Wednesday, September 2, 2009
Bell (Pepper) Biv Devoe
You have bested Onion and Carrot with flawless victories. Now for your final challenge in this introductory course, the Workshop presents the Bell Pepper. Slippery, stubborn, complicated, and sometimes containing half a clone inside, the Bell Pepper is your most formidable foe yet. You would be wise to sharpen up the knife before engaging this one in mortal combat. The Bell Pepper has been known take dull knives away from cookers, tying the cookers to a spinning wooden wheel and then flinging the knives at their helpless fingers giving them cuts a plenty. Do you want that? The tricky part with Bell peppers is getting the seed pod out without wasting all the flesh. Two general methods are shown here. After getting the seed pod out you can slice or dice however you like for the dish that you are preparing.

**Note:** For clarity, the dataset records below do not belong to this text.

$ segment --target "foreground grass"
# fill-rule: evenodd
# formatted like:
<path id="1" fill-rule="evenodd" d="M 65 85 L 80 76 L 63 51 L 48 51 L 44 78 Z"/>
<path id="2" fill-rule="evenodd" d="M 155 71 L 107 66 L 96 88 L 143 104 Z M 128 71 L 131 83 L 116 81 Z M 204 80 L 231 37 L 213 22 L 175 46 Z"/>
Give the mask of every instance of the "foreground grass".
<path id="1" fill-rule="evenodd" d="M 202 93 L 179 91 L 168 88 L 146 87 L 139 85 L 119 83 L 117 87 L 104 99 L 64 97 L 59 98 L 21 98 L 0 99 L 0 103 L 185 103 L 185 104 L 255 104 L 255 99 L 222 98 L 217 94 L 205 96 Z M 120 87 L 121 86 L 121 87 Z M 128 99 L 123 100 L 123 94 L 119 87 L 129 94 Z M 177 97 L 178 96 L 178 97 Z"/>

For the first method curl those fingers up and lay the Pepper on its side. Then cut the stem end off in a slicing motion far enough down such that there is an opening in the top big enough to remove the seed pod.
Then cut the bottom off, again in a slicing motion such that there is an opening on the bottom.
Then prop the the thing up on end and slice down through one side to open up the Pepper.
Then pull out the seed pod and all of the whit pithy stuff you can see with either your hand or your knife.
With the Pepper deseeded lay it out flat, skin side down and begin slicing it parallel to the ribs, all the way if you like slices or just most of the way if you like dice.
This is the other side of the Pepper that has been cut for most of the way to get ready for a dice.
Then just cutting perpendicular to get that lovely dice.
Method number two is a little trickier to explain so here goes. Take the whole Pepper and slice down the ribs of the Pepper from top to bottom using the tip of your knife. The ribs are those indentations just in case you are not familiar. Cutting down each rib makes it easier to open up the whole thing later.
Next, open up the whole Pepper, bending back the sections that you have cut. If you bend them all the back they will break off at the base of the seed pod.
You are then left with smaller sections of Pepper that you can then slice or dice. you can make rounded slices using this method due to the natural curve of the Pepper.
Looks like you passed the introductory course. Here is a Gold Star. You can now make the southern Trinity as well, onions, celery and bell pepper. They use that as a base for everything down in Louisiana. This has concluded the first course is cuttering. Future courses will show different cuts and the fancy names for them as well as how to make them. Did..Did you...Did you cut yourself!? Well then what is all that red on your fingers!? Oh. But how did you get that slice of Pepper stuck to your finger? You know what, keep it to yourself. Yikes. Now go wash your hands and make something tasty so that you may make it happen in your tum tum.